Depuis juin 2013, l’État français a autorisé des petites entreprises minières, dites « juniors », à rechercher des ressources minérales dans le sous-sol métropolitain sur huit sites [1]. Neuf autres demandes sont en cours d’instruction [2]. Entretien avec Martine Bouchet, vice-présidente du Collectif d’associations pour la défense de l’environnement du Pays Basque et du sud des Landes (CADE).
Signalisation abandonnée dans le bassin minier du Pas-de-Calais
Signalisation abandonnée dans le bassin minier du Pas-de-Calais
Audrey AK - cc - 2009

Une annonce surprenante

Le 11 août 2015, était publié dans le Journal Officiel un « avis de mise en concurrence pour une demande de permis exclusif de recherche (PER) de mines d’or et de substances connexes », c’est-à-dire une procédure préalable à une demande de permis de recherche. Il s’agit du permis dit « Kanbo » convoité par la société française Sudmine [3]. « Ce sont les camarades du collectif breton Douar Didoull qui nous ont prévenus, l’information n’était disponible nulle part dans la région… On ne lit pas le Journal Officiel chaque matin ! » explique Martine Bouchet. C’est ainsi que le CADE a découvert que Sudmine convoitait des gisements aurifères dans les environs d’Itxassou.

Les touristes qui affluent dans ce territoire AOP du piment d’Espelette ignorent certainement que le paysage parfois bouleversé n’est pas le fruit de l’évolution naturelle des terrains, mais celui du travail des Romains, qui y ont exploité de l’or alluvionnaire [4]. De plus, seuls quelques natifs de la région ont souvenir d’une exploitation de pyrite [5], située à quelques kilomètres de là et qui aurait fonctionné il y a une cinquantaine d’années. La mémoire minière s’est peu à peu effacée, tout comme les stigmates de ces activités. La population a donc été particulièrement étonnée d’apprendre du jour au lendemain que l’on s’intéressait de nouveau au métal jaune.
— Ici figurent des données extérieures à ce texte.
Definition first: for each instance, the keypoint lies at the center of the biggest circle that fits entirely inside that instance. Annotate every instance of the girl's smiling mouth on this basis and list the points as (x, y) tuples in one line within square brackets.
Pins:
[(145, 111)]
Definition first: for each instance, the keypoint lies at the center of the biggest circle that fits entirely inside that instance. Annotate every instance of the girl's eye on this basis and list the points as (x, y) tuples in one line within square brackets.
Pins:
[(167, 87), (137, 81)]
Des prises de position précipitées

Dans le contexte législatif et réglementaire incertain actuel [6], le Préfet prend l’initiative de demander avis aux mairies concernées [7]. Ces dernières devront se prononcer à partir d’un dossier allégé, qui ne doit en aucun cas être communiqué au public, à la demande du Préfet. Certains conseillers municipaux témoignent d’ailleurs n'avoir eu accès qu’à une synthèse de 4 pages, rédigée par Sudmine et reçue par courriel. Le CADE finira par récupérer ledit dossier dans lequel il est fait mention de petites exploitations alluvionnaires, semi-industrielles, qui ne nécessiteront pas de traitement physico-chimique ultérieur [8].
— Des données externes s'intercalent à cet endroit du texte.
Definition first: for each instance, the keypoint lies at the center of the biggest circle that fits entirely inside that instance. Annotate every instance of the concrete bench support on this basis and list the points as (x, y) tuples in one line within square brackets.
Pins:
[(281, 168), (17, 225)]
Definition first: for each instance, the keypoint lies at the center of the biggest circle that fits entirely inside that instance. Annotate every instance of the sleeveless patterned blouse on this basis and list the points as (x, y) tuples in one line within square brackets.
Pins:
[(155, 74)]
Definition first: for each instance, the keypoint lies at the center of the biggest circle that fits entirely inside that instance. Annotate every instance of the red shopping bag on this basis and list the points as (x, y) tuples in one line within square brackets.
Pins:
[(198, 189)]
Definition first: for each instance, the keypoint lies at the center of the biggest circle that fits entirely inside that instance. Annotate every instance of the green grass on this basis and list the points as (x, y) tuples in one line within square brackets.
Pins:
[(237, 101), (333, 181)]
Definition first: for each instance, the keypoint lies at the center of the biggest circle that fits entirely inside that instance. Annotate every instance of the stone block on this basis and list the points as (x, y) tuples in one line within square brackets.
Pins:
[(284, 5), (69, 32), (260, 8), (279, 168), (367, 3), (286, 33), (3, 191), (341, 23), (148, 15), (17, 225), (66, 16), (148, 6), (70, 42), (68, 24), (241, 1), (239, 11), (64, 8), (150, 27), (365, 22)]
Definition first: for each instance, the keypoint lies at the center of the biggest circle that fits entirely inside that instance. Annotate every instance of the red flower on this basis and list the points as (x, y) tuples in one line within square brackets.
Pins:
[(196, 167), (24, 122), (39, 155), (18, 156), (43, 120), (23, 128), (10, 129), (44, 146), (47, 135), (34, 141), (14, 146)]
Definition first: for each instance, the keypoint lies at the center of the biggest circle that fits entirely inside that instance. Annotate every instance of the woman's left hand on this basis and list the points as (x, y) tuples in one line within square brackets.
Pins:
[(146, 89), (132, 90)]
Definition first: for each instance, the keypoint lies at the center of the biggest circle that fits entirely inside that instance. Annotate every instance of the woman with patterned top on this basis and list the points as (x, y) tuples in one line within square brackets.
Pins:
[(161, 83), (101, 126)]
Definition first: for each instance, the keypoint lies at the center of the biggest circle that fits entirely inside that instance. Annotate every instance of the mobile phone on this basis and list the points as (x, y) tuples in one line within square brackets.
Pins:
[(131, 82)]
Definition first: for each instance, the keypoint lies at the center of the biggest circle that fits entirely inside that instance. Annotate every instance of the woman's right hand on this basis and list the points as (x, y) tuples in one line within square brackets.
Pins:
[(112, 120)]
La presse locale s’empare rapidement de cette annonce et sollicite activement l’association. « Nous n’avons eu que deux jours pour rédiger un communiqué de presse, et quelques jours de plus pour se former aux enjeux d’une telle exploitation, tout en sollicitant sans cesse les services de la Préfecture pour récupérer les données officielles. Ce n’est pas normal qu’il soit aujourd’hui aussi difficile de se procurer un document public, détenu par la Préfecture ; et que les conseils municipaux aient dû se prononcer, sans pouvoir communiquer avec leurs administrés ! ».

Des méthodes contestables

En l’absence de communications officielles, le CADE se donne donc pour mission d’informer les riverains sur le projet minier afin qu’ils puissent participer de façon éclairée à cette potentielle restructuration de leur territoire : « Notre but est de bien de comprendre les enjeux, les atouts et les risques d’un tel projet et de rendre accessibles ces données au plus grand nombre afin que chacun se fasse sa propre opinion, de façon éclairée ! Finalement, c'est nous qui lançons le débat qui nous a été confisqué par l'administration. »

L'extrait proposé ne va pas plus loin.